Let me know your thoughts,
Ben

p.s. the ability to declare availability on a conformance is certainly something the core team expects to see added to the language in future versions of Swift – any thoughts on the design/implementation of that feature would be welcome over on the compiler development forum.


@availability on conformances
(^) #300

The core of the proposal is the statically checked ascii literals,, the character and unicode scalar literal syntax is just a side benefit. the first thing isn’t possible in user-defined extensions, the second is just a syntactic difficulty from not having enough type context. taking the second without the first feels like cutting out the cake for the icing.

how long should we expect before this gets unblocked?


#301

As long as the static checking for ASCII literals is confined to single-quoted characters, what’s the problem?

protocol ExpressibleBySingleQuotedCharacterLiteralOrWhatever { … }

extension Int: ExpressibleBy… { … }

let x: Int = 'a'    // 97

(^) #302

there can be no static checks in user extensions?


(Ben Cohen) #303

So, even though you cannot add availability to the conformance, you can add the functions that fulfill the conformance. So it would be possible to add the init(unicodeScalarLiteral:) in the proposal, guarded by availability. If it's within that function that the static checks happen, this would still allow users to add the conformance to Int8 themselves while getting the compile-time warning. It's worth an experiment to confirm.


(^) #304

the tightest that unicodeScalarLiteral can be constrained to is Unicode.Scalar, which says nothing about whether the scalar value (which is 32 bits long) is actually an ascii scalar. Are you suggesting we add Int8 to the list of allowed Self.UnicodeScalarLiteralType associatedtypes?


(Ben Cohen) #305

I haven't looked at this part of the implementation PR, but how was the desired feature of a compile-time error being handled previously?

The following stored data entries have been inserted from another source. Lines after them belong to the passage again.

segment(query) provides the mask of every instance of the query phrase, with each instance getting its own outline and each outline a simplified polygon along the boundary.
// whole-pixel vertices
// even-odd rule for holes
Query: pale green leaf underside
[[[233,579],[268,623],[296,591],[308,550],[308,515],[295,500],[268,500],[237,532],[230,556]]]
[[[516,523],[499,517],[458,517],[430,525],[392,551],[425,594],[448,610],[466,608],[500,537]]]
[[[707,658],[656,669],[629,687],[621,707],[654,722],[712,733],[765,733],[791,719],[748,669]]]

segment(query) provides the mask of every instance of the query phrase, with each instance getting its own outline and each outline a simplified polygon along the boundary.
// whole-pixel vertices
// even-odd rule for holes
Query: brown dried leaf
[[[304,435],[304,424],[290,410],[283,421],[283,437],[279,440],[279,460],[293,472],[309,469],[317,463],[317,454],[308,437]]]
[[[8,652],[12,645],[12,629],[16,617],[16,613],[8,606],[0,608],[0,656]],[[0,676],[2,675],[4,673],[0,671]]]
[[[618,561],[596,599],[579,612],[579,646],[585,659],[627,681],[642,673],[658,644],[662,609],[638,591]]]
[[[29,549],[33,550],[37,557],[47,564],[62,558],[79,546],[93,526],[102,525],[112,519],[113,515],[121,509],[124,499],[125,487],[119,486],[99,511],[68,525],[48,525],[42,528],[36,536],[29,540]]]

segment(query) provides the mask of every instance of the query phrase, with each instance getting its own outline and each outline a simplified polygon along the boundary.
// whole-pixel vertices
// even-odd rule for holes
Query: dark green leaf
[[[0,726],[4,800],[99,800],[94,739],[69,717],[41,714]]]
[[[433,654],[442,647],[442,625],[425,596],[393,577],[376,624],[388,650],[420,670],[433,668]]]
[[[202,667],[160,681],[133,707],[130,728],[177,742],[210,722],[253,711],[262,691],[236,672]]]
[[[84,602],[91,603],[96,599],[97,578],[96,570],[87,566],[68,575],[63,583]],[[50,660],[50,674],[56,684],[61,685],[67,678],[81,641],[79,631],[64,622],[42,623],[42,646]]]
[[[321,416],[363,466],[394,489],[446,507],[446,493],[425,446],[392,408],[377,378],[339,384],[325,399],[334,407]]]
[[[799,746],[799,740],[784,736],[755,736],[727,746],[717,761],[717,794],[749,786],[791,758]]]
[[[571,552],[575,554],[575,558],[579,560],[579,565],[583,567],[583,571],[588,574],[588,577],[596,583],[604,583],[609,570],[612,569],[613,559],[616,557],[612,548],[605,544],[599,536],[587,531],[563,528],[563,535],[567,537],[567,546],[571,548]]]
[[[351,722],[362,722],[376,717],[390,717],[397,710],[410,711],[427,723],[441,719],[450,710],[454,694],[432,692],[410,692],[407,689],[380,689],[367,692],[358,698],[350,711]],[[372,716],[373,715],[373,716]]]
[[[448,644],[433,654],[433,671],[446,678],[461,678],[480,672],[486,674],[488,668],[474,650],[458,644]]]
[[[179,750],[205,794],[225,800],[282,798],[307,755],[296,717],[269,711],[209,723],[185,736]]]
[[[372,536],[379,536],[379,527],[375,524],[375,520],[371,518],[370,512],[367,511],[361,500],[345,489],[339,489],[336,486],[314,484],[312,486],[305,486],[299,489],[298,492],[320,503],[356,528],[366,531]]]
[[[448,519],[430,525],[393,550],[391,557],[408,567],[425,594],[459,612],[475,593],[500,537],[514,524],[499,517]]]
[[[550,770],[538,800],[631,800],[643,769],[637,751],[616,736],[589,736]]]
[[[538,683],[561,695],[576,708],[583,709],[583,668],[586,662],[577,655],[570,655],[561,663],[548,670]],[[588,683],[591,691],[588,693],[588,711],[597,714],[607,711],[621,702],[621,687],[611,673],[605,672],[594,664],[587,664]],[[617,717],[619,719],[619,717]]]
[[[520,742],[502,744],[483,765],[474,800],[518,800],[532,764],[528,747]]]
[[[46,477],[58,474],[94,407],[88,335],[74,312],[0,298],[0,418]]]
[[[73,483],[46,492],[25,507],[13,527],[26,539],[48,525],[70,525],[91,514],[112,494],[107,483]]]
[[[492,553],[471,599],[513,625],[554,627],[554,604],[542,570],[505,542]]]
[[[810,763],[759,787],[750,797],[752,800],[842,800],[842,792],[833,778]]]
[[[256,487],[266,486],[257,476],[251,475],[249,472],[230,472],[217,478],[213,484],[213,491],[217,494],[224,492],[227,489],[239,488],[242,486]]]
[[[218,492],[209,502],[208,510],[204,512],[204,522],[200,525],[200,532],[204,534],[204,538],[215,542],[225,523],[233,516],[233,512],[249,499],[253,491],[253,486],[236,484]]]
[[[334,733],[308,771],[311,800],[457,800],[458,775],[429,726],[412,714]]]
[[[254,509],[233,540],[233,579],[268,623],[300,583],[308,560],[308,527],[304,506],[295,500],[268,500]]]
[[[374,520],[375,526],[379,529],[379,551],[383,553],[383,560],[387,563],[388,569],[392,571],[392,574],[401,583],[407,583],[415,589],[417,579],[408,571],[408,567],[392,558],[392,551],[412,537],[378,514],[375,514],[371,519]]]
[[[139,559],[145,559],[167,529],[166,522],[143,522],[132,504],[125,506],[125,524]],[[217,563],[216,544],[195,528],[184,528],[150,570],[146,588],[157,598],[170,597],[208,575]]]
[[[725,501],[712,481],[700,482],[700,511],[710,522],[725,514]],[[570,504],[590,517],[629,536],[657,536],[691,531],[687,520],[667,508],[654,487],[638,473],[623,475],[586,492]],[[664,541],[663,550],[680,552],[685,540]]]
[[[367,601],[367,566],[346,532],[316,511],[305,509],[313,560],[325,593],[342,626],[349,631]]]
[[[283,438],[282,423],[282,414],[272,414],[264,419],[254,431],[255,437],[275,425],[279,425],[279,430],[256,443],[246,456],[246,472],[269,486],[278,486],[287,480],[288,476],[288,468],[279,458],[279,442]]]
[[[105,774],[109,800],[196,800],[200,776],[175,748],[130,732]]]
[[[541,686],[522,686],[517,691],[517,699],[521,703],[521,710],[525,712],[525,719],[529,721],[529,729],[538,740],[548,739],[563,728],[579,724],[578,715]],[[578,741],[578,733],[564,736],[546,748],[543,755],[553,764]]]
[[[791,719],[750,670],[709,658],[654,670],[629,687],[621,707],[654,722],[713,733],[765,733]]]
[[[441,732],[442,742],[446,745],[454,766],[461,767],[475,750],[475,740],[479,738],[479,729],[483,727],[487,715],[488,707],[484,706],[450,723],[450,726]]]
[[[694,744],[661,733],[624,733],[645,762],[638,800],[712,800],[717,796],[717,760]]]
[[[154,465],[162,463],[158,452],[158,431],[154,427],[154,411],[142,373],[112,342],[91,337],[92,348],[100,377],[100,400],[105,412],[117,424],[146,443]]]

The question is, if everything except the actual conformance of Int8 to ExpressibleByUnicodeScalarLiteral were implemented, but the conformance itself left to the user (sidestepping the need for availability), would you still get that compile-time feedback? It's worth running a quick experiment to confirm (and if it doesn't work, seeing if the implementation can be phrased slightly differently so it does work).


(^) #306

It would be possible only if Int8 were conformed to _ExpressibleByBuiltinUnicodeScalarLiteral because this protocol is what constrains Self.UnicodeScalarLiteralType. I can’t do this test because that would involve modifying a builtin compiler protocol. This is the only way that would make it possible to write an initializer for UInt8 and Int8 that takes a Int8 statically-checked input and conforms them to ExpressibleByUnicodeScalarLiteral.


(Ben Cohen) #307

The test I'm describing involves changing the standard library i.e. modify the PR to still add the needed initializers, but just don't add the conformances, and instead try adding them from outside the std lib using that compiler and see if all the expected behaviors still work.

Now, it's possible that approach won't work with _ExpressibleByBuiltinUnicodeScalarLiteral since it's special (you certainly can't write your own implementation of the init because it uses a Builtin.Int32 – but maybe if that's already there you can add your own conformance). It's also more dubious a practice to encourage adding conformance to an underscored protocol. But it's worth an experiment at least.